映画は時代の憂鬱を吐き出す【ワンダ】♯066
世捨て人みたいなワンダ。彼女を苦しめているのは一体ナンダー。
【ストーリー】
炭鉱町に住むワンダは知人の老人からお金を借り
バスに乗る。夫との離婚審問に出廷するためだった。
離婚後、町を彷徨うワンダはバーである男と出会う。
彼の言われるがままに行動を共にするワンダだが、
実は強盗犯である事を知る。
【解説】
アメリカの底辺社会に置き去りにされた崖っぷちの女性の姿を描くロードムービー。
ワンダは夫と二人の子供を乾いた表情であっけなく捨てる。そして無一文でバーに入っては男に奢ってもらう。

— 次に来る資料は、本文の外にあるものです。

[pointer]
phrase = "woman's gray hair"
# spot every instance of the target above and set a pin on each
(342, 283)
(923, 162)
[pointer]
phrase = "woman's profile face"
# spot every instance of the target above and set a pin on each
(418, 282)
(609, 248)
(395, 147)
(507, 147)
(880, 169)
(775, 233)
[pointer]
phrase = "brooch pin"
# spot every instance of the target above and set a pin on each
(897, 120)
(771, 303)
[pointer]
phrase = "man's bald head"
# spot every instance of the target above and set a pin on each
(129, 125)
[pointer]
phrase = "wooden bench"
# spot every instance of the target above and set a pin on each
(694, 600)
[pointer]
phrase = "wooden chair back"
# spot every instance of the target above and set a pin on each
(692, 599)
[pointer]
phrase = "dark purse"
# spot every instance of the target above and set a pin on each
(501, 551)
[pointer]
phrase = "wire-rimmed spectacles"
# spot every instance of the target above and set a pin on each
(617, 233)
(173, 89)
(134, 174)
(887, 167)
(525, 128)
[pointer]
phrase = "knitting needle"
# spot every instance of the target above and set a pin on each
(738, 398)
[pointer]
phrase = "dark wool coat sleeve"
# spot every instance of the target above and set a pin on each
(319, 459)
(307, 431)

自分の居場所がなくなったワンダはそんな毎日を繰り返す。
冒頭から非常にドライな滑り出しだ。
漂流する様に町を彷徨うワンダの表情は終始虚げ。
自由や幸福とされているものに対して、
疑念を抱えて生きているからだ。
そこで出会った強盗犯のミスターデニス。
この男もまた自由の国に重圧を感じてる人間。
別に長生きしなくていいから今が幸せでありたい。
ヒッピー的な世界観が漂う70年代。
“いい奥さん“とか“出世競争“に勝ってる人だけが
価値がある人間とされる世の中に対して、
そんなのもういいっすよっていう
カウンター(対抗心)がこの二人を逃避行させる。
フェリーニの”道”やアメリカンニューシネマの
”俺たちに明日はない“みたいな雰囲気を彷彿。
自由の国で不自由を感じているADHD気味なワンダの
『助けて』
を描いた映画。
現代に彷徨う人間にも必ず響く作品。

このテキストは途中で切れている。